Why are the inner planets made of denser materials than the outer planets? A) The Sun's gravity pulled denser materials toward the inner part of the solar nebula, while lighter gases escaped more easily. B) Denser materials were heavier and sank to the center of the nebula. C) In the inner part of the nebula only metals and rocks were able to condense because of the high temperatures, whereas hydrogen compounds, although more abundant, were only able to condense in the cooler outer regions. D) When the solar nebula formed a disk, materials naturally segregated into bands, and in our particular solar system the denser materials settled nearer the Sun while lighter materials are found in the outer part. E) In the beginning, when the protoplanetary disk was spinning faster, centrifugal forces flung the lighter materials toward the outer parts of the solar nebula.

What is the most likely reason that there are no giant planets beyond Neptune? A) Any planets forming beyond Neptune would have drifted out of the solar system due to the weakness of the Sun's gravity at this distance. B) There was no material to create planetesimals beyond the orbit of Neptune. C) By the time planetesimals grew to a large enough mass to hold onto an atmosphere, the solar nebula had been blown away. D) Any planet forming beyond Neptune's orbit would have been scattered outside of the solar system by gravitational encounters. E) There may be, but they would be so faint that astronomers have not found them yet.

At first, the Sun's present-day rotation seems to contradict the prediction of the nebular theory because A) theory predicts that the axis of rotation should not be perpendicular to the orbital plane of the planets, but it is. B) the axis of rotation precesses slowly, which theory does not predict. C) the present-day rotation is in the opposite direction from that predicted by theory. D) theory predicts that the Sun should have been rotating fast when it formed, but the actual rotation is fairly slow. E) theory predicts that the Sun should not have been rotating when it formed, but the Sun actually rotates today.

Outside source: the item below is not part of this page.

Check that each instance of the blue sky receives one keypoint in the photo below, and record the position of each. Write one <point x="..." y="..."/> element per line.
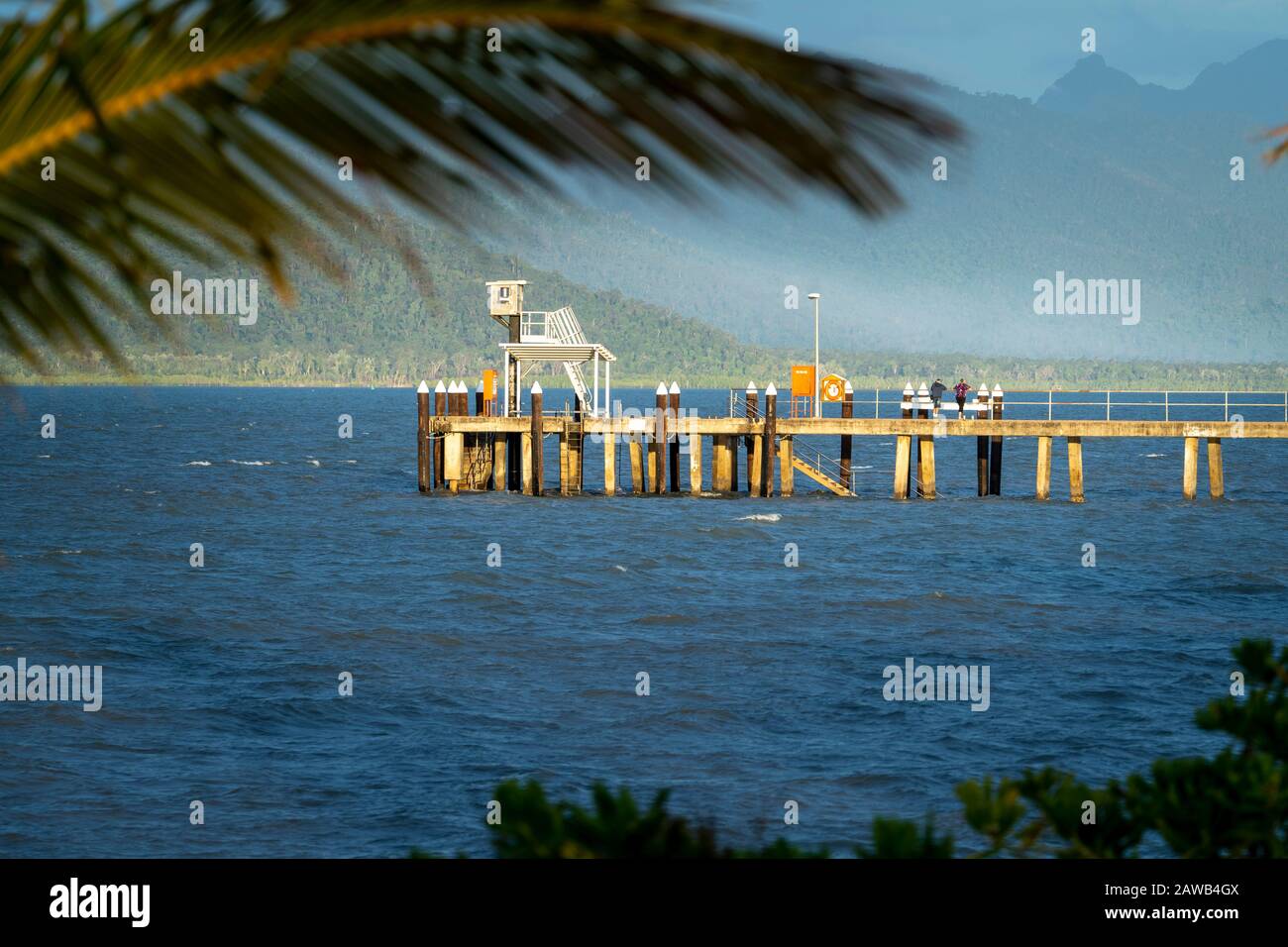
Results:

According to our theory of solar system formation, why does the Sun rotate slowly today? A) The Sun once rotated much faster, but it transferred angular momentum to charged particles caught in its magnetic field and then blew the particles away with its strong solar wind. B) The Sun once rotated much faster, but it transferred angular momentum to planets and other objects during close encounters. C) The Sun once rotated much faster, but it lost angular momentum due to internal friction. D) The Sun once rotated much faster, but it lost angular momentum because everything slows down with time. E) The Sun was born rotating slowly because the solar nebula had very little angular momentum.

Based on our current theory of Earth's formation, the water we drink comes from A) ice that condensed in the solar nebula in the region where Earth formed. B) chemical reactions that occurred in Earth's crust after Earth formed. C) chemical reactions that occurred in Earth's core after Earth formed. D) material left behind during the giant impact that formed the Moon. E) comets that impacted Earth.

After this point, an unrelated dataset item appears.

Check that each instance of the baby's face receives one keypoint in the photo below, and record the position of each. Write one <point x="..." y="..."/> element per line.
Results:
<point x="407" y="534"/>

The age of the solar system can be established by radioactive dating of A) the oldest Earth rocks. B) the oldest rocks on the Moon. C) the oldest meteorites. D) the atmosphere of Mars. E) It hasn't been done yet, but the age of the solar system could be obtained from a sample of Io's surface.

Which layer of the Sun do we normally see? A) photosphere B) corona C) chromosphere D) convection zone E) radiation zone

The core of the Sun is A) at the same temperature and density as the surface. B) at the same temperature but denser than the surface. C) hotter and denser than the surface. D) constantly rising to the surface through convection. E) composed of iron.